Rick Scott has investment ties to the company responsible for screwing up SunPass

Disclosures show Scott and his wife Ann have invested at least $5 million in a hedge fund related to Conduent.

Rick Scott has investment ties to the company responsible for screwing up SunPass
Jeremy Reper

Gov. Rick Scott has investment ties to the contractor that botched an upgrade to Florida's SunPass toll system last summer and caused an enormous backlog of 170 million transactions that took months to fix. 

The Tampa Bay Times traced the Republican governor's financial link to the vendor Conduent through financial disclosure statements filed in July. Scott is running against Democratic incumbent U.S. Sen. Bill Nelson. 

The disclosures show Scott and his wife Ann have invested at least $5 million in a hedge fund managed by Highline Capital Management. Highline holds $127 million in stock in Conduent, making it the company's sixth-largest shareholder, the Times reports. 

The Florida Department of Transportation awarded the $287 million contract (which has since increased to $343 million) to Conduent State and Local Solutions in 2015. The newspaper notes Scott attended a Dallas campaign fundraiser in May where one of the fundraiser's hosts was investor Darwin Deason, a "major shareholder in Conduent."  

For weeks, Scott refused to elaborate on Conduent's botched SunPass upgrade, until finally in August, FDOT announced an investigation into the vendor's "failures and mismanagement" of the transition. The state also fined the contractor nearly $800,000 in damages. A month before, the state had even suspended payments to Conduent because the system wasn't operational. 

"This is not what they expect," FDOT Secretary Mike Dew said last September in his apology to Florida motorists. Dew was appointed by Scott. "This is not what they deserve. This is not what SunPass is supposed to do. And they had to endure a lot of complications over the course of the summer." 

"Scott's financial link to the SunPass vendor is at least the seventh reported example of the wealthy governor's personal investments in corporations that do business with or are regulated by the state he governs," the Times reports. 

The New York Times reported earlier this week that Scott's blind trust — a $73.8 million investment account the governor created that is run by an independent third party to shield Scott from potential conflicts — is "blind in name only." According to the Times:

"There have been numerous ways for him to have knowledge about his holdings: Among other things, he transferred many assets to his wife and neither 'blinded' nor disclosed them. And their investments have included corporations, partnerships and funds that stood to benefit from his administration’s actions.

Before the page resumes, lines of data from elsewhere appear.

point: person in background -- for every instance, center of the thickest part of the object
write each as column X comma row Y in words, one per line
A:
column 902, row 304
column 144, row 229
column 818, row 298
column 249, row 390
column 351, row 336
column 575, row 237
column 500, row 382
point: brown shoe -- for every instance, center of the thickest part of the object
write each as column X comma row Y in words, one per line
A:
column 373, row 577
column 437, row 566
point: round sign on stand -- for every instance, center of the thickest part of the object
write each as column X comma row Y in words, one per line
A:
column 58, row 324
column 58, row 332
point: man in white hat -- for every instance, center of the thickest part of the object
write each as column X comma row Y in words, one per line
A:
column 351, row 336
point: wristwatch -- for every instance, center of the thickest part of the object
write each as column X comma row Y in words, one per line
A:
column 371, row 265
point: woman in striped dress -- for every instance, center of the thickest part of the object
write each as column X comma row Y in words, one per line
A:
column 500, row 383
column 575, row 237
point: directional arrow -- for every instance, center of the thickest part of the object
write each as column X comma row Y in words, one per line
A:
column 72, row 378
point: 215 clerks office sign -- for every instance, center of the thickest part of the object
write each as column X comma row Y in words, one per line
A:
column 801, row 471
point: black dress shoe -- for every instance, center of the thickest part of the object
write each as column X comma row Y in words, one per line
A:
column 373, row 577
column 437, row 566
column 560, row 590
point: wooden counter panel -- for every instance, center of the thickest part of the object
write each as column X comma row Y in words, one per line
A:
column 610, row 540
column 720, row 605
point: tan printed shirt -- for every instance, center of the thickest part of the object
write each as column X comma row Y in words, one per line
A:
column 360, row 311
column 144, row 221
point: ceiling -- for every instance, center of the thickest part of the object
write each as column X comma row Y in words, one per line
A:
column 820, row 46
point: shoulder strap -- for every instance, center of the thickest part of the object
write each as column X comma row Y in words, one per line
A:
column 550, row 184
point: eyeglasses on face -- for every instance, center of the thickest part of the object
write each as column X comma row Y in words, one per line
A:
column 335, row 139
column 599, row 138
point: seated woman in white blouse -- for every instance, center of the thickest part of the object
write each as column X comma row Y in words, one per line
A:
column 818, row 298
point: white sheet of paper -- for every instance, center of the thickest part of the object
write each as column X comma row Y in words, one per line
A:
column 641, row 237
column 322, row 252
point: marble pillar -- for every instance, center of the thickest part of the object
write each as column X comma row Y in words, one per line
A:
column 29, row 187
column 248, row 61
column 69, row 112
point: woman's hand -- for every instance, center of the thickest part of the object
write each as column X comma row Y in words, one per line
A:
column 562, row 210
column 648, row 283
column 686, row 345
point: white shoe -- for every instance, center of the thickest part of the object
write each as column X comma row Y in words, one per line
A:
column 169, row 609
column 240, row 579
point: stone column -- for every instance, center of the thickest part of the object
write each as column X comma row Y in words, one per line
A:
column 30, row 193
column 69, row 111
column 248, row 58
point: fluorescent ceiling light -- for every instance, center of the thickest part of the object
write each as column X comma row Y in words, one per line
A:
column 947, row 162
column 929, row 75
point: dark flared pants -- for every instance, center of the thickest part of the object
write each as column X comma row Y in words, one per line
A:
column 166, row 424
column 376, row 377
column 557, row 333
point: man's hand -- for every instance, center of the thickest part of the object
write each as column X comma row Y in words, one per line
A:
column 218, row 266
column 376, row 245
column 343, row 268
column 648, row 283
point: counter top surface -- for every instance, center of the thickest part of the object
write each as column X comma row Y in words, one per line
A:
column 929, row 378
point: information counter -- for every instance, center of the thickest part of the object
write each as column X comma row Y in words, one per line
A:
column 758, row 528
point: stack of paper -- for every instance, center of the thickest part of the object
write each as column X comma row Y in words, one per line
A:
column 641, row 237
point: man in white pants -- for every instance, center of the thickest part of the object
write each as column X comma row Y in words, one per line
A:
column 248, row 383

Only in late July, when compelled by ethics rules for Senate candidates, did Mr. Scott disclose his wife’s holdings. That report revealed that his wife, Ann Scott, an interior decorator by trade, controlled accounts that might exceed the value of her husband’s. Their equity investments largely mirrored each other, meaning that Mr. Scott could, if he wanted, track his own holdings by following his wife’s.

The filing revealed that the Scotts together were worth between $254.3 million and $510 million." 

In a statement to the New York Times, Scott said, "I have never made a single decision as governor with any thought or consideration of my personal finances. I will not apologize for having success in business."